Miss Mason was very tactful, pretending with rather an embarrassed look to accept the impossible gift, and secretly slipping it on to a table near the door as she went out.
Aunt Tessie did not see, but Maude did. She was nearly crying by the time it was all over and everyone had gone away. The children had been sent upstairs again, and Aunt Tessie’s heavy footsteps had taken her to her own part of the house.
Curiously enough, she and Edgar hardly spoke to one another about the disastrous subject, but Maude Lambe knew very well that he now, as well as she, fully realised the discomfort and humiliation entailed upon the whole household by his too-generous treatment of Aunt Tessie.
III
Soon it was no longer possible to pretend that Aunt Tessie was not getting worse and worse. Her constant, irrelevant allusions to plots, and poisonings, and wicked people, had become a fixed delusion.
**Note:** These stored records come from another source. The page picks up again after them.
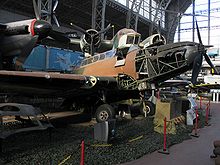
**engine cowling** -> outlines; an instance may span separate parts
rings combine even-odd
[[[94,48],[98,48],[100,46],[101,36],[95,29],[89,29],[86,32],[87,33],[81,37],[80,48],[84,53],[91,53],[90,49],[92,44]]]
[[[154,35],[151,35],[150,37],[146,38],[144,41],[142,41],[141,44],[144,45],[144,48],[149,47],[149,46],[157,46],[157,44],[158,45],[165,45],[166,39],[164,36],[162,36],[160,34],[154,34]]]
[[[5,35],[18,35],[18,34],[28,34],[28,25],[21,25],[16,27],[7,27],[3,33]]]

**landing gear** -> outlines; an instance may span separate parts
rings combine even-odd
[[[140,113],[144,116],[153,116],[155,114],[155,105],[150,101],[144,101],[140,107]]]
[[[115,117],[115,111],[109,104],[100,105],[95,112],[95,118],[97,122],[107,121]]]

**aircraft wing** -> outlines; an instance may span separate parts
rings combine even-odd
[[[98,89],[117,88],[113,77],[94,77],[58,72],[0,71],[0,91],[19,95],[69,97]]]

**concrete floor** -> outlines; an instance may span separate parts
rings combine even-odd
[[[157,151],[123,165],[214,165],[210,158],[213,141],[220,140],[220,103],[211,103],[211,126],[198,130],[198,138],[193,137],[169,148],[169,155]]]

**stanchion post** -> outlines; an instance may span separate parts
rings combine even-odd
[[[209,124],[209,103],[206,105],[206,109],[205,109],[205,125],[206,126],[211,125]]]
[[[199,137],[198,133],[197,133],[197,128],[198,128],[198,109],[196,108],[196,123],[195,123],[195,129],[194,129],[194,134],[191,133],[191,136],[193,137]]]
[[[161,154],[170,154],[168,149],[167,149],[167,119],[166,117],[164,118],[164,126],[163,126],[163,149],[162,150],[158,150],[159,153]]]
[[[3,147],[2,147],[2,145],[3,145],[3,139],[0,138],[0,156],[1,156],[2,153],[3,153]]]
[[[80,159],[80,165],[84,165],[84,152],[85,152],[85,142],[82,140],[81,142],[81,159]]]
[[[199,97],[199,109],[202,109],[202,97]]]
[[[211,106],[211,104],[210,104],[210,99],[209,99],[209,109],[208,109],[209,110],[209,117],[212,116],[211,115],[211,108],[210,108],[210,106]]]

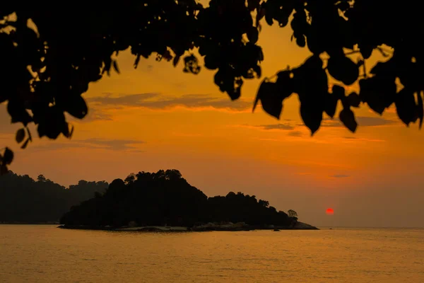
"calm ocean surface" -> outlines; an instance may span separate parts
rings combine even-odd
[[[0,225],[0,282],[424,282],[424,229],[153,233]]]

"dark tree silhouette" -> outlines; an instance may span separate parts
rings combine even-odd
[[[195,74],[201,69],[197,50],[204,67],[216,70],[220,91],[237,100],[245,79],[261,76],[264,54],[257,42],[263,19],[281,27],[290,21],[292,40],[313,54],[299,67],[278,72],[275,81],[266,78],[254,107],[260,101],[279,118],[284,99],[296,93],[312,134],[324,112],[337,115],[355,132],[352,108],[363,103],[380,115],[394,103],[406,125],[423,122],[424,25],[411,1],[211,0],[204,6],[196,0],[139,0],[108,11],[71,4],[66,11],[61,5],[8,1],[0,9],[0,103],[7,101],[13,123],[23,125],[16,133],[23,149],[32,141],[31,122],[40,137],[70,138],[73,127],[64,113],[79,119],[87,115],[81,94],[111,69],[119,72],[114,55],[128,48],[135,67],[141,57],[155,54],[174,66],[182,61],[183,71]],[[369,70],[373,50],[389,59]],[[359,58],[353,61],[351,55]],[[329,76],[338,81],[331,90]],[[399,91],[396,79],[403,86]],[[346,93],[344,86],[358,80],[359,93]],[[343,109],[336,113],[338,100]],[[6,148],[0,173],[13,157]]]

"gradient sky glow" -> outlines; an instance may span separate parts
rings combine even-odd
[[[259,42],[264,76],[309,54],[290,42],[289,28],[276,25],[264,27]],[[424,226],[424,132],[401,124],[394,107],[382,117],[365,105],[355,110],[355,134],[335,118],[311,137],[295,96],[281,120],[261,108],[252,113],[260,80],[245,81],[241,100],[231,102],[213,71],[187,74],[154,57],[134,69],[134,60],[122,53],[121,74],[90,86],[88,117],[70,118],[71,140],[35,139],[21,150],[14,142],[19,125],[8,124],[1,105],[0,143],[16,154],[11,169],[69,185],[176,168],[207,195],[254,195],[316,226]],[[336,213],[326,215],[328,207]]]

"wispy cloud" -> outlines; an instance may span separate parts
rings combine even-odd
[[[302,137],[303,134],[300,131],[292,131],[287,134],[290,137]]]
[[[130,151],[141,152],[141,151],[136,146],[144,144],[143,141],[131,139],[78,139],[67,142],[54,142],[49,144],[37,145],[31,146],[34,151],[40,150],[57,150],[72,148],[90,148],[97,149],[106,149],[112,151]]]
[[[343,174],[336,174],[331,175],[331,178],[349,178],[351,177],[349,175],[343,175]]]
[[[377,127],[392,125],[396,121],[384,119],[380,117],[356,116],[358,127]],[[339,120],[324,119],[321,127],[345,127]]]
[[[113,96],[107,93],[103,96],[89,98],[89,103],[100,106],[140,107],[148,109],[160,110],[176,107],[189,109],[209,108],[216,110],[231,110],[236,112],[250,111],[252,102],[239,99],[232,101],[229,98],[216,98],[203,94],[186,94],[179,97],[172,97],[159,93],[128,94]]]

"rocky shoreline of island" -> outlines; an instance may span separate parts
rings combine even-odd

She really thought that everyone at Melrose was conspiring against her life, and she would allow no one, except Emma, to do anything for her.
It was a mercy, Mrs. Lambe often told herself, that Emma was such a good little thing. She was so willing, and never seemed to grudge the time and trouble that she was obliged to spend over cleaning Aunt Tessie’s apartments and tidying up after her. She would even listen, respectfully and yet compassionately, to Aunt Tessie’s long, rambling denunciations and accusations.
“Poor old lady!” Maude once overheard Emma saying to another servant. “She’s a lady just the same, for all she’s gone queer, and I behaves towards her like I would to any other lady, that’s all.”
“Funny kind of a lady that makes a face at a servant, as she did at me this morning.”